Il nostro storico esprime la considerazione
che poiché poco dopo Pozzuoli, come nota pure lo Schipa, appare di nuovo nei
domini del ducato napoletano proprio quell’assedio doveva essere stato
l’occasione del riacquisto di Pozzuoli ai domini del duca di Napoli [7].
Però lo stesso Annecchino continua riportando
l’opinione degli autori dello scritto “Dissertazione corografico-istorica delle
distrutte citta di Miseno e Cuma” i quali riferiscono che nel 1046 il duca
Giovanni V non riesce a riconquistare Pozzuoli poiché in alcuni documenti,
consultati nel settecento, ancora si legge il nome del longobardo Atenolfo
quale conte di Pozzuoli.
Angelo D’Ambrosio nella sua “Storia di
Pozzuoli in pillole”, scritta nel 1959 [8],
dice che nel 1033 l'Imperatore Corrado II toglie Pozzuoli a Pandolfo IV° Principe di Capua donando la città, prima a Guaimaro IV° Principe di Salerno, e poi a Rainolfo, il normanno Conte di Aversa; e questa ci sembra una importante novità.
dice che nel 1033 l'Imperatore Corrado II toglie Pozzuoli a Pandolfo IV° Principe di Capua donando la città, prima a Guaimaro IV° Principe di Salerno, e poi a Rainolfo, il normanno Conte di Aversa; e questa ci sembra una importante novità.
Continua affermando che nel 1046 Giovanni V
Duca di Napoli, tenta di conquistare Pozzuoli occupata dal Principe di Capua e che
nel 1126 Pozzuoli fa ancora parte del Principato di Capua. Termina col dire che
nel 1128, nel patto di tregua decennale concluso tra il Duca Napoletano Sergio
VII e la città di Gaeta, Pozzuoli figura nuovamente tra i possedimenti del
Ducato di Napoli.
Lo stesso Angelo D’ambrosio nella sua “Storia
della mia Terra”, scritta nel 1976, specifica che Pozzuoli è sotto dominio di
Capua per oltre un secolo. Prima dei principi longobardi dal 1027 al 1058 e poi,
dal 1058 al 1128, dei principi normanni che nel frattempo hanno occupato Capua.

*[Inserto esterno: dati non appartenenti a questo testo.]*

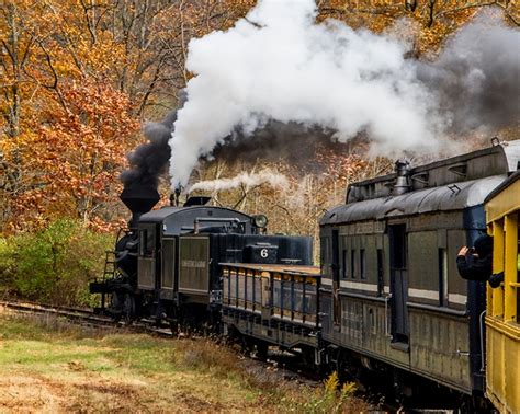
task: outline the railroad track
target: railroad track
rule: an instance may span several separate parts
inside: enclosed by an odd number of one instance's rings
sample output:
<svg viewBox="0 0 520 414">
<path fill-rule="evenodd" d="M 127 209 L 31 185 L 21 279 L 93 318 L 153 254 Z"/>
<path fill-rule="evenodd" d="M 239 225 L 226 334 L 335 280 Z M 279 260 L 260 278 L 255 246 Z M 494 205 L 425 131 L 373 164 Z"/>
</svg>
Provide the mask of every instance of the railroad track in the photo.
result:
<svg viewBox="0 0 520 414">
<path fill-rule="evenodd" d="M 72 321 L 88 322 L 95 325 L 115 324 L 111 318 L 97 315 L 89 309 L 55 307 L 34 302 L 12 302 L 5 300 L 0 301 L 0 307 L 11 309 L 18 313 L 54 314 L 56 317 L 64 317 Z"/>
</svg>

Quindi sotto dominio normanno non per essere stata donata a Rainolfo dall’imperatore
Corrado II ma perché questi uomini venuti dal nord sono ora i nuovi padroni del
principato di Capua.
Nella citata “Dissertazione corografico-istorica
delle distrutte citta di Miseno e Cuma” leggiamo poi di un diploma del 1044 in
cui è nominato conte di Cuma un tal Marino, figlio del duca di Napoli.
Ora se Pozzuoli è occupata dai longobardi di
Capua non è possibile che la vicina Cuma sia ancora compresa nei territori
soggetti al ducato napoletano e non è possibile che il duca di Napoli nomini il
figlio conte di un feudo che non possiede.
Pozzuoli, una volta distrutta la Città di
Cuma, è il luogo più forte e munito dell’intero ducato e le sincerissime “Cronache
Cavense” riferiscono anche di un incontro del 1048 in cui i napoletani
riacquistano dal longobardo Atenolfo la Città di Pozzuoli [9].
Il duca Sergio IV, scappato da Napoli nel
1027 e rifugiato a Gaeta, per rientrare nella sua città raccoglie truppe
eterogenee e grazie anche ad accordi con il principe longobardo di Salerno, con
i bizantini e con bande di mercenari normanni precedentemente assoldate dal
principe capuano Pandolfo IV, nel 1029 passa al contrattacco. Nei primi mesi
del 1030 riesce a rientrare a Napoli liberandola dai longobardi di Capua.
Ma è mai possibile che, dopo che il Duca
Sergio abbia ritolto Napoli ai capuani, i longobardi possano possedere ancora Pozzuoli
e tutta la Liburia Ducale con Territori che arrivano fin quasi sotto le mura
della capitale [10]?
Ed è mai possibile che un nobile capuano,
giustamente definito longobardo da Raimondo Annecchino, possa combattere con i
napoletani contro i longobardi e partecipare all’assedio di Pozzuoli occupata
dal suo stesso popolo?
Allora, trascorsi ben
sedici anni dalla liberazione di Napoli, chi occupa o comunque combatte sugli
spalti della Pozzuoli del 1046?
A questo punto
potrebbe aprirsi uno scenario completamente nuovo; se non sono longobardi e se non
sono normanni potrebbe essere stata una rivolta locale tendente ad acquisire
una agognata libertà amministrativa!